The Mandarin Oriental Hotel Group’s highly recognized logo is a fan that embodies their luxurious and elegant image with a nod to their Oriental essence. Each hotel commissions their own particular fan to reflect the individuality of that property.
Perhaps it was fate that drew American-born Chinese artist Eric Jiaju Lee to the Mandarin Oriental commission. An avid rock climber, Lee was already familiar with the Las Vegas terrain from his visits to Red Rocks. As an artist, he had spent time studying landscapes and working with silk fans. And as a professional, his path crossed happenstance with hotel executives, who noticed his work at an art show in Miami.
Lee’s interest in art started at a young age with classes when he was only 7 years old. He easily admits that the visual arts are the best way for him to express what’s in his life. Two trips during high school—one to Paris and the other to Taiwan—deeply influenced his decision to pursue art as a career. A trained violinist, he connects with surrealist Wassily Kandinsky, who was fascinated with the power of music and paralleled the two media to explain the validity of surrealism as a movement. Likewise, Lee sees harmony and discord in color combinations.
Studying his own cultural background brought him to the works of a great Chinese artist of the early part of the Qing Dynasty, Shi Tao, whose writings parallel Kandinsky’s ideology and personally reinforced to Lee the importance of that style of art. As a hiker and climber, Lee finds that nature often informs his work, much the same as Kandinsky, who was inspired by landscapes and capturing the spirit—not necessarily the visibility—of nature. This thread is also prevalent in Chinese art, where artists would travel to and soak in the essence of a place and then go home and paint nonexisting landscapes based on what they had seen. “A fundamental part of Chinese painting is the idea of positive space—solid forms, like mountains—and negative space, like a river,” explains Lee. “It is the yin-and-yang dynamic of action and nonaction. The sky, mist, and rivers were unpainted while the rocks and actual things were.” To a Chinese painter, Western art is all active, as every part of the canvas is usually covered.
For his work, Lee also looks to Jackson Pollock for inspiration, who likewise left space on his canvas. “The spaces followed a rhythm, much like calligraphy,” says Lee, who then decided to follow suit, not covering the whole canvas as well as abandoning the use of brushes. Lee started pouring paint and tilting the surfaces to make the paint “move.” He also began incorporating into the process another of his personal interests, tai chi. “I realized that if I used tai chi movements as I tilted the paint, it resulted in a more natural line. To embody nature, there has to be an uncontrollable element to that. Just like the natural line of a river, where water finds the easiest route, I wanted gravity to manipulate the line with more natural movement.”
Historically, many Chinese artists have worked with silk as a medium to expand his or her base, and Lee began doing so too.

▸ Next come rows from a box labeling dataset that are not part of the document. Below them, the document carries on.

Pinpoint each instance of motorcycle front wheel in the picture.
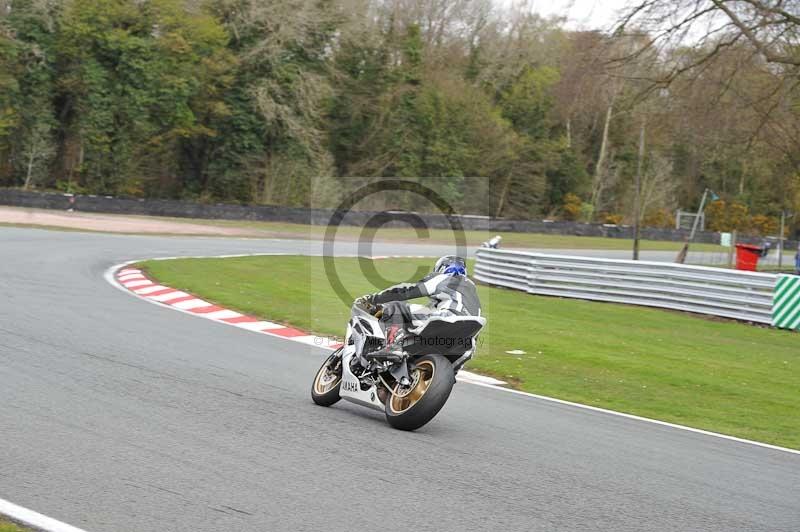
[385,355,456,430]
[311,349,342,406]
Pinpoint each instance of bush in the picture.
[642,209,675,229]
[750,214,780,236]
[561,192,583,222]
[600,212,625,225]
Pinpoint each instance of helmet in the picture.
[433,255,467,275]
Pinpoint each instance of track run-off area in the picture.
[0,228,800,532]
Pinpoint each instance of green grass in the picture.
[0,517,28,532]
[143,257,800,448]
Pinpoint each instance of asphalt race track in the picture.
[0,228,800,532]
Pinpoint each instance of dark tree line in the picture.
[0,0,800,233]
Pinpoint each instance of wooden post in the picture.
[633,120,646,260]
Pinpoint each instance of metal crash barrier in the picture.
[475,248,778,325]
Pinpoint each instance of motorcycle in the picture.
[311,299,486,430]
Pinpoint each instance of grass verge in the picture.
[140,257,800,449]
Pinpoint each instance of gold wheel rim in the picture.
[314,357,342,395]
[389,360,436,414]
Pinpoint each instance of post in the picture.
[689,189,708,242]
[778,210,786,270]
[728,229,736,268]
[675,189,708,264]
[633,120,646,260]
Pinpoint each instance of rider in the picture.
[362,255,481,358]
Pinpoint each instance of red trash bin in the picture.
[736,244,761,272]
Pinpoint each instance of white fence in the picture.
[475,248,777,324]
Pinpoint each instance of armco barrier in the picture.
[0,188,752,246]
[475,248,778,324]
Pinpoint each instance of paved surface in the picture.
[0,229,800,532]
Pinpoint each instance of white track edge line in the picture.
[103,253,800,456]
[0,499,86,532]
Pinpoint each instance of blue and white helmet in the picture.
[433,255,467,275]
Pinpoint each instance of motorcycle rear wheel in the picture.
[311,349,342,406]
[384,355,456,430]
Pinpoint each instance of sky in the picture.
[520,0,630,29]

He also experimented with shapes, first traditional squares and then vertical and horizontal rectangles. He moved on to circles and another Chinese signature, the fan. “The fan is a perfect synthesis of my interest in abstract painting and traditional Chinese painting,” adds Lee, who was showing some of his fanshaped paintings at Miami’s Art Asia, where Mandarin Oriental executives spotted his work.
To prepare for the Mandarin Oriental piece, Lee was flown out to Las Vegas. Unlike original art, Lee explains, the challenge of a commission is to find your own interests in something someone else wants. “You have to stay genuine to yourself as an artist while fulfilling the needs of your client.”
The backdrop of the resulting The Moment of Yuanfen 1 painting is a rich rust color, inspired by the natural colors of the region: the oxidized iron in the rocks. “The orange-red Aztec sandstone is so textured. And when the sun hits it, it is really something else. The background is the geography of the landscape: the mountains, with clusters of smaller forms to represent the blue of the sky, the green of the desert flora, and the red and violet striations found in the earth and rocks in the Las Vegas area.”
To this, Lee added a “pouring” of gold in the shape of a flowing branch, with a similar form underneath in red as its shadow. “Gold represents the richness and luxurious experience of urban Las Vegas.”
The result is a telling calling card for the resort, combining its geographical position with the sparkle of the Mandarin Oriental’s location on the Las Vegas Strip. And in many ways, it is the perfect amalgamation of Lee’s interests as a person and as an artist, pulling from all aspects of his craft and dynamic as an individual.
“I do think it was fate that this project happened,” adds Lee, thoughtfully, who has used the word yuanfen, or fated, in the piece’s title. “And now the value of my art is being able to share it with others in such a public setting.”
Five feet wide and over two feet tall, The Moment of Yuanfen 1 hangs in the hotel lobby on the 23rd floor and can be found on printed materials used throughout the Mandarin Oriental. A companion piece, The Moment of Yuanfen 2, similar in composition except for a black “pouring,” hangs in the hotel residences.